[파이썬] catboost 분류 모델 학습

CatBoost Logo

CatBoost is a powerful open-source gradient boosting library developed by Yandex. It is known for its ability to handle categorical features efficiently and produce accurate predictions. In this blog post, we will learn how to train a CatBoost classification model in Python.

Installation

Before we start, make sure you have CatBoost installed in your Python environment. You can install it using pip:

pip install catboost

Importing Libraries

Once CatBoost is installed, we can import the necessary libraries for our classification model:

import pandas as pd
import catboost as cb
from sklearn.model_selection import train_test_split
from sklearn.metrics import accuracy_score

Loading the Data

Next, we need to load our dataset. For this example, let’s assume we have a CSV file named data.csv with features and labels.
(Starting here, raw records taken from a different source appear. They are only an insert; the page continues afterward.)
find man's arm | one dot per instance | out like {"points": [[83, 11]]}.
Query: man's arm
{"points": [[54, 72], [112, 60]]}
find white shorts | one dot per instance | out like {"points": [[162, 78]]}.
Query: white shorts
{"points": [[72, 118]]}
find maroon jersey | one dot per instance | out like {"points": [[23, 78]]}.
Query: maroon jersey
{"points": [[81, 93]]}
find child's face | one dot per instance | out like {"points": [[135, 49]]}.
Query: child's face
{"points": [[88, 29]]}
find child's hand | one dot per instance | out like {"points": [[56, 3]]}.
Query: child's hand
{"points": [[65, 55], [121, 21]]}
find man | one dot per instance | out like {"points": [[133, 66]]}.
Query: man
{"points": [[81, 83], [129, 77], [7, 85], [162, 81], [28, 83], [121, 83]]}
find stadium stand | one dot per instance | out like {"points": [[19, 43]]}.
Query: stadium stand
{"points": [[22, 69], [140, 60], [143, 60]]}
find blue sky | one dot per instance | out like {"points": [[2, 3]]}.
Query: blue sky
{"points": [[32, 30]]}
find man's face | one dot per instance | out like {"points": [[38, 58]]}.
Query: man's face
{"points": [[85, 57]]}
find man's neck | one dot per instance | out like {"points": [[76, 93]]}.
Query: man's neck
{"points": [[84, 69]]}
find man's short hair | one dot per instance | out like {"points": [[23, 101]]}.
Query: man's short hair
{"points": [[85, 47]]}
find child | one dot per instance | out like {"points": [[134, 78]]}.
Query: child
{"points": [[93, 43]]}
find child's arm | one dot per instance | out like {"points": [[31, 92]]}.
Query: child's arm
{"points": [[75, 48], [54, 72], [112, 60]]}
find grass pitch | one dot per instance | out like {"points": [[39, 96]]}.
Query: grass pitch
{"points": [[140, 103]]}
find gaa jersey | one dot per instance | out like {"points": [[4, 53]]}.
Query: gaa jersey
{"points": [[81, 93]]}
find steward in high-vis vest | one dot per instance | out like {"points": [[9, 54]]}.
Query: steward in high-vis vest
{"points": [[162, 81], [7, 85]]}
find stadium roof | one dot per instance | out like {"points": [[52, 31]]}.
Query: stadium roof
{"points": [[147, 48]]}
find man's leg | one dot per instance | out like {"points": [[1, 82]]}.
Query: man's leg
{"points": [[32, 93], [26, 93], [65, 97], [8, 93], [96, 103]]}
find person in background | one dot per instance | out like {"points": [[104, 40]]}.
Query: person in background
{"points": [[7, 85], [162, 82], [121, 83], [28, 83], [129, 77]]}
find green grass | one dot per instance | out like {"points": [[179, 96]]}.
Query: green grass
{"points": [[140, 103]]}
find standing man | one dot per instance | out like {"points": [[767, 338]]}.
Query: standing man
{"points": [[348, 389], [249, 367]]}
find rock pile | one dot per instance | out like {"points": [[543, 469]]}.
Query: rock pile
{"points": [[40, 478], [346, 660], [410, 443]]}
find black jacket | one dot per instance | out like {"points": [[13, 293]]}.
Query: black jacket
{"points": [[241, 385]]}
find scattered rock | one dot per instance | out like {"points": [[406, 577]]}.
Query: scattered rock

We can use the pandas library to load the data into a DataFrame:

data = pd.read_csv('data.csv')

# Separate features and labels
X = data.drop('label', axis=1)
y = data['label']

Splitting the Data

Before training our CatBoost model, we should split the data into training and test sets. This will allow us to evaluate the performance of our model on unseen data. We can use the train_test_split function from sklearn for this:

X_train, X_test, y_train, y_test = train_test_split(X, y, test_size=0.2, random_state=42)

Training the Model

Now, we can train our CatBoost classification model. We need to define a CatBoostClassifier object and specify the hyperparameters we want to use. Here is an example:

model = cb.CatBoostClassifier(iterations=100, learning_rate=0.1, depth=6)
model.fit(X_train, y_train, verbose=False)

In this example, we have set the number of iterations to 100, learning rate to 0.1, and max depth to 6. Feel free to adjust these hyperparameters based on your dataset and problem.

Evaluating the Model

Once the model is trained, we can evaluate its performance on the test set. In this example, we will use the accuracy score as our evaluation metric:

y_pred = model.predict(X_test)
accuracy = accuracy_score(y_test, y_pred)
print("Accuracy:", accuracy)

Conclusion

In this blog post, we learned how to train a CatBoost classification model in Python. We covered the installation of CatBoost, loading the data, splitting the data into train and test sets, training the model, and evaluating its performance. CatBoost is a powerful tool for classification tasks, especially when dealing with categorical features. Feel free to experiment with different hyperparameters and explore more advanced techniques with CatBoost!